Die linke Stimme der Vernunft
Zum Tode des israelischen Psychoanalytikers Carlo Strenger

Carlo Strenger in Interviews zu sehen, seine Texte zu lesen war für mich immer eine ganz außerordentliche Ermutigung. Kahlköpfig, bebrillt verkörperte dieser Psychoanalytiker und unbeugsame Linksliberale die Stimme der Vernunft. Einer Hoffnung auf eine vielleicht doch friedlichere Zukunft. Soeben ist der in Zürich geborene und in Tel Aviv lebende Carlo Strenger im zarten Alter von 61 Jahren ganz überraschend verstorben. Der Schock sitzt tief. Man kann es nicht glauben.

Das Feindbild der Rechten
In Israel und teils auch weltweit war der psychoanalytische Freigeist Carlo Strenger seit Jahren das Feindbild rechtspopulistischer und selbsternannter »pro israelischer« Gruppierungen.

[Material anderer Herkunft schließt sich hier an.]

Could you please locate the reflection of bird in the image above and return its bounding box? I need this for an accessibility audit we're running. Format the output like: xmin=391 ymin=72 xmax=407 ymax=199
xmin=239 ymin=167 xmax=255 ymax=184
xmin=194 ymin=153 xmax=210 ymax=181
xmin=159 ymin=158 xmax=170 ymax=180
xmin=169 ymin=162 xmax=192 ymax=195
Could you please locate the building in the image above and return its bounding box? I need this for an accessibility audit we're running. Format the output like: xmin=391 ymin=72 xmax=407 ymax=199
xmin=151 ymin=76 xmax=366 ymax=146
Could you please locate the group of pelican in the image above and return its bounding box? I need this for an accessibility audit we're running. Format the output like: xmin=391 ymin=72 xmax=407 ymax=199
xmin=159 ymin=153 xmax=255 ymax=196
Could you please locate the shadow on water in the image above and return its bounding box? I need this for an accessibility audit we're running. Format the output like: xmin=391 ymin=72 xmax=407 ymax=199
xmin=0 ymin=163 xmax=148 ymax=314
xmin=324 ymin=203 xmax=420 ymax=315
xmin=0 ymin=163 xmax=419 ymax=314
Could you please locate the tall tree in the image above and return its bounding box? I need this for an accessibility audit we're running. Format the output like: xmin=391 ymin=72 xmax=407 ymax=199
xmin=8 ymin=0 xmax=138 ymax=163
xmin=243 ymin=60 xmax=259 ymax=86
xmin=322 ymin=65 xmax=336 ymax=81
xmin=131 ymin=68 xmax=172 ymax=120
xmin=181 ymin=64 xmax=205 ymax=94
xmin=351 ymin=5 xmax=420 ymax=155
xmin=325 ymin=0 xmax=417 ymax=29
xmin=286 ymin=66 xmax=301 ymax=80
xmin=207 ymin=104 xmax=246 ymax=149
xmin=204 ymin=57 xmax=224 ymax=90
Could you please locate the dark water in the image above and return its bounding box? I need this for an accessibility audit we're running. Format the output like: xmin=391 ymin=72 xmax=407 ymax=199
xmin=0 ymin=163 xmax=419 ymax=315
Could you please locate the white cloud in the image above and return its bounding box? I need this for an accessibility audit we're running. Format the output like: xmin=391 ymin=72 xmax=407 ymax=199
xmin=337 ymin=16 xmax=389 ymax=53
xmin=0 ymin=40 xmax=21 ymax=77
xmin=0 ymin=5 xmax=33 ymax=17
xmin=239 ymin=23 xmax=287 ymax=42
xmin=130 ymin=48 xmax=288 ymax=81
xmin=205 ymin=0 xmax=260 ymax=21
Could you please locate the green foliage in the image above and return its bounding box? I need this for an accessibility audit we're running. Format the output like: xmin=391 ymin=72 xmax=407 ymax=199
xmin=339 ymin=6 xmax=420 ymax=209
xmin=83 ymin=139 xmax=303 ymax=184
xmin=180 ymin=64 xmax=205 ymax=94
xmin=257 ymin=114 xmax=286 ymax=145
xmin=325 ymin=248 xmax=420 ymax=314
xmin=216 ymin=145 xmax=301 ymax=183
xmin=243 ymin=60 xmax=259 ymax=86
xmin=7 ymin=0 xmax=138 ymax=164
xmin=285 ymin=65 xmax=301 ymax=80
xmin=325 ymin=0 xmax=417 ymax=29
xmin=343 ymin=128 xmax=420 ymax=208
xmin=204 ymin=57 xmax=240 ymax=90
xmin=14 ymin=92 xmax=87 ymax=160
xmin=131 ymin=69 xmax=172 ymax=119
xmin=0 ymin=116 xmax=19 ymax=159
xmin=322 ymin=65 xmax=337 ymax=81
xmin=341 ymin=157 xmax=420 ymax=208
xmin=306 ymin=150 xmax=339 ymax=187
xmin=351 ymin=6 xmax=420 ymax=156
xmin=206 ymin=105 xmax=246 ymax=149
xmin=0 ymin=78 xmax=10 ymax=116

Sie hassten ihn, weil er sich jedem Ressentiment verweigerte und – trotz allen Terrors – auf eine friedliche Regelung von Konflikten insistierte. Vor allem jedoch beharrte der undogmatische israelische Freudianer auf das Prinzip der Eigenverantwortung, der Selbstreflexion in den Zeiten eines zunehmenden Terrors und eines besorgniserregenden dumpfen Populismus. Hiergegen müssten wir uns als kritische Intellektuelle wehren, uns dem Ressentiment verweigern, lautete seit Jahren sein unermüdliches Credo.

Biografie
Am 16.07.1958 in Basel geboren wächst Carlo Strenger in einer orthodoxen jüdischen Familie auf. Als junger Mann geht er aus innerer Überzeugung nach Israel. Es folgt ein Studium der Psychologie und Philosophie in Zürich, 1989 promoviert er in Jerusalem und lehrt als Hochschullehrer in Tel Aviv. Insbesondere bei Richard Schneider, der für die ARD als Israelkorrespondent tätig war, war er ein Dauergast. Man duzte sich sogar vor der Fernsehkamera. (Ein Interview auf YouTube)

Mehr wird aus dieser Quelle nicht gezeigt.